We’ve barely pushed the plate away from Thanksgiving, but the Christmas season is in full swing. Everywhere I go, I hear Christmas songs about this season being jolly, something about a silent night, dashing through some snow and laughing all the way.
Oh, and all is calm.
As a mom, am I supposed to relate to any of those songs? ‘Cause I just keep thinking of Christmas cards that need to be addressed and mailed, decorating the tree, school and office Christmas parties, buying, wrapping and sending everyone’s gifts, school Christmas programs, and anything else to make everyone else’s spirit bright – all the while my spirit is growing dimmer and dimmer.
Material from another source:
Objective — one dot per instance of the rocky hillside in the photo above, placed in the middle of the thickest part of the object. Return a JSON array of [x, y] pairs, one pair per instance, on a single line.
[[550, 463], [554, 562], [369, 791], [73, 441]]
Am I the only one who thinks it’s ironic that we celebrate the Prince of Peace by heaping loads of chaos upon ourselves? For so many moms, the Christmas season has become a big production and Mom is the producer, director, coordinator, stylist, wardrobe assistant and anything else needed to “put on Christmas”. And we put on Christmas all in the name of creating cherished memories for our kids.
As if the wrapping paper, gifts, garland and bows are the point of Christmas. As if the overwhelming avalanche of things to do are the reasons for the season.
As if the point of Christmas is something other than reflecting on what Jesus did, what He’s doing and what He will do. As if we have anything to do other than engage Jesus. My heart knows that truth, but does my Christmas schedule, budget and to-do list reflect it?
While the Christmas season is upon us, you will catch pieces of the real Christmas story as you are running to and fro. You’ll hear of Jesus’ birth in the manger. Mary and Joseph. The census. The star that shone over Bethlehem. The wise men. That in Him, the Word became flesh and made His dwelling among us. And that Christ is and always was God’s plan for this Earth. Amen.
As we look at how we’re celebrating Christmas, it’s important to remember Jesus isn’t impressed with our creative wrapping or our spiffy lawn ornaments. He doesn’t care if our family looks picture perfect in our Christmas cards (He knows the truth, anyway). He doesn’t love us more because we do more. He just loves us. He loves us so dearly and He wants to connect with us – that’s why He came here in the first place.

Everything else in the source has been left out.